2.  USING HAMLET for Wordlists, KWIC and Co-occurrence
  1. WORDLISTS: Open HAMLET, click on Tools and on the drop-down list, click on Wordlist. Then, in the window for Wordlist.
  2. Enter Filename to be analyzed
  3. Choose by clicking either
  4. descending frequency (giving rank order of words), or
  5. forward alphabetic order .
  6. Click on Create a Wordlist.
  7. The results [Word, Frequency, %age in text Plus type/token ratio] can be Saved
  1. KWIC: As above: Tools -> KWIC
  2. Enter Filename to be analyzed
  3. Enter search-word (or phrase) you want to be identified and retrieved
  4. n.b. “Display context-length in lines” does not currently work: it assumes and gives 1 line
  5. Click Create Key-Word-In-Context list
  6. Results can be Saved
  1. CO-OCCURRENCE ANALYSIS.
  2. Click on Hamlet on the toolbar
  3. Enter the text-file name you wish to analyze.
  4. For using the co-occurrence sub-program, you must have a Vocabulary List (VL) which specifies category names and their associated instances or “synonyms”. This means you have either to:
  5. enter an existing Vocab List file in “Vocabulary File Name”
  6. edit an existing Vocab List (by clicking on “Vocabulary” on the toolbar and clicking on “ Edit existing Vocabulary List”)
  7. create a Vocabulary list from scratch, and save it before running the program. The new VL is created as follows:
  8. (by clicking on “Vocabulary” on the toolbar and clicking on “Create existing Vocabulary List”)

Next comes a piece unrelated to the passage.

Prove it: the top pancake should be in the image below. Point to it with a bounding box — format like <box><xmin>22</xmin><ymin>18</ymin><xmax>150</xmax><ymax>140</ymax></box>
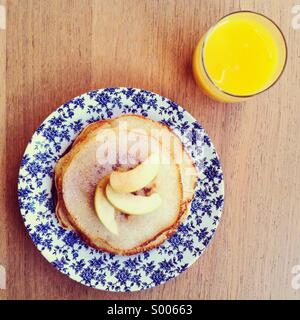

  9. on the resulting drop-down list (Set the options List), accept (or change) the options and click on Continue
  10. <insert window capture> The resulting screen has four columns (left to right)
  11. File/folder list
  12. Name of the new VL (initially NewFile)
  13. an itemised (“laddered”) column (for the name of the category)
  14. an itemised (“laddered”) column (in which the instances/synonymns for each category are listed.
  15. Type in your first category (e.g. ANIMAL) in column (iii) then move the pointer over on to column (iv) and type in an instance (e.g. cow). If there are several instances/synonymns, point to the next entry in the laddered list, and type in the next (horse). Continue until your instances are all entered in column (iv), then move back to column (iii) and type in your next Category (e.g. FISH) and insert its instances in column (iv). Note that the program alphabetizes the list of categories as you enter them.
  16. When your VL is complete, click on NewFile in Column (ii), and you will be invited to save it, and taken to the Folder where it will reside. Here you give it a name, and save it.
  17. Now you are ready to run the Co-occurrence program (called “Hamlet” on the Toolbar).
  18. Enter the text file name
  19. Enter the VL name and
  20. Click on “Count Joint Frequencies …” bar at the bottom of the window.
  21. You will then get an error saying you have not yet chosen a context unit [I haven’t yet found how to set it, other than…]
  22. Click on OK, and the resulting drop-down list will give you that opportunity. This choice is an important one, as widening the context will usually increase the co-occurrences … often a good thing! I usually begin by using the sentence as the context unit.
  23. It is safest to leave the Jaccard coefficient, unless you know what you are doing by including negative matches!
  24. Click on Continue, which returns you to the ‘Hamlet Joint Frequencies of Words in a Text’ window, and click on “Count Joint Frequencies for specified vocabulary” bar, and
  25. The results follow.
  26. You may now choose various options by clicking, including:
  27. Hierarchical Clustering
  28. Smallest Space (tho I cannot get this to run yet! – run file only has header and matrix file is empty!)